Consideremos, neste momento, o que de fato entende-se por espírito do capitalismo. É, em suma – embora de todo insuficiente –, aquilo que inculca no indivíduo a idéia de dever que este tem “no sentido de aumentar o próprio capital, assumido como um fim em si mesmo”. O não cumprimento de suas regras é tido como um esquecimento do dever. Pode ser compreendido atualmente – apesar de não serem exatamente a mesma coisa, já que um é a evolução do outro – como espírito do moderno capitalismo, entendido como uma regra de conduta de vida, de caráter ético. A diferença, de fato discreta, está no entendimento daquele como uma audácia comercial, cuja inclinação pessoal é moralmente neutra, enquanto neste há normas e regras de conduta preestabelecidas que devem ser seguidas; o homem é por ele dominado para gerar dinheiro, tendo a aquisição como propósito final de vida. Onde se manifesta, torna o ambiente “capaz de produzir seu próprio capital e suprimento monetário para os próprios fins”.
Na moderna ordem econômica, o ganho de dinheiro é, se feito legalmente, “o resultado e a expressão da virtude e da eficiência em certo caminho”. O sentimento de dever – e obrigação – que é sentido pelo indivíduo, no que concerne à sua carreira e ao conteúdo de sua atividade profissional, constitui a base fundamental da cultura capitalista. Devemos, contudo, observar que o espírito do capitalismo não está necessariamente ligado às práticas capitalistas ou ao capitalismo em si. É, portanto, possível estabelecer relações capitalistas sem que haja a presença daquele; somente do tradicionalismo. Nem devemos confundir espírito do capitalismo, seja moderno ou não, com a fome de riqueza. Segundo Weber, esta sempre existiu e continua existindo em diversas sociedades, sendo inútil tentar comparar o desenvolvimento capitalista com base na intensidade de tal inclinação. Para um profícuo aprofundamento no presente estudo, faz-se necessária a introdução de mais alguns conceitos. Começaremos por racionalidade funcional¹ e racionalidade substancial².
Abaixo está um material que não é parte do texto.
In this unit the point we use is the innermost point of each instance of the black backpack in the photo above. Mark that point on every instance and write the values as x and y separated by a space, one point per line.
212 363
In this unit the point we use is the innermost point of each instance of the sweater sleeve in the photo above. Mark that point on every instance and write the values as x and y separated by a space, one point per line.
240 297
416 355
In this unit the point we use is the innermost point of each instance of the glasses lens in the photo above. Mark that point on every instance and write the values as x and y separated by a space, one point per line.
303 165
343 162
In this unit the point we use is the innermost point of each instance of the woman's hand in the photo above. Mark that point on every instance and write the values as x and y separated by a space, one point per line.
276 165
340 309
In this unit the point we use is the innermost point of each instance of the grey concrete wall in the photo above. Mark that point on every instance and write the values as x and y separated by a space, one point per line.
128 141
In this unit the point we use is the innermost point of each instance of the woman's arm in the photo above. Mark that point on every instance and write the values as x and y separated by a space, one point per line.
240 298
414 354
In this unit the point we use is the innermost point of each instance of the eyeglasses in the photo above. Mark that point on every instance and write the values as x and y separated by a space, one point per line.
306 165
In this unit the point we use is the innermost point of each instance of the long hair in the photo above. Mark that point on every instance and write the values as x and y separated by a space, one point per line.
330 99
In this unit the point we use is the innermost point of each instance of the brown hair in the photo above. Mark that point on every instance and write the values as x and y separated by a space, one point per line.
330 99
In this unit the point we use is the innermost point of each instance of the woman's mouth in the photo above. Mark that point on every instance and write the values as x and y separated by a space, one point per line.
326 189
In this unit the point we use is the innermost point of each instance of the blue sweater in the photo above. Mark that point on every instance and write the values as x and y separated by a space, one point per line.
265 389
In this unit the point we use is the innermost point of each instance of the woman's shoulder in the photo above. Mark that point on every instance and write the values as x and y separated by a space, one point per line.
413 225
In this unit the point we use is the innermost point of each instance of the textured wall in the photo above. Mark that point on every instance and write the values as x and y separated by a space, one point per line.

(1) A primeira diz respeito aos atos ou elementos que, articulados com outros, contribuem para a consecução de determinado objetivo preestabelecido. Nesse aspecto, o que há de imprevisível é considerado irracional. Caracteriza-se pelo caráter avalorativo, ou melhor, pela sua independência e indiferença em relação aos valores contidos em uma ação. Corresponde a esta a ética da responsabilidade, que por sua vez está relacionada com a ação racional referente a fins.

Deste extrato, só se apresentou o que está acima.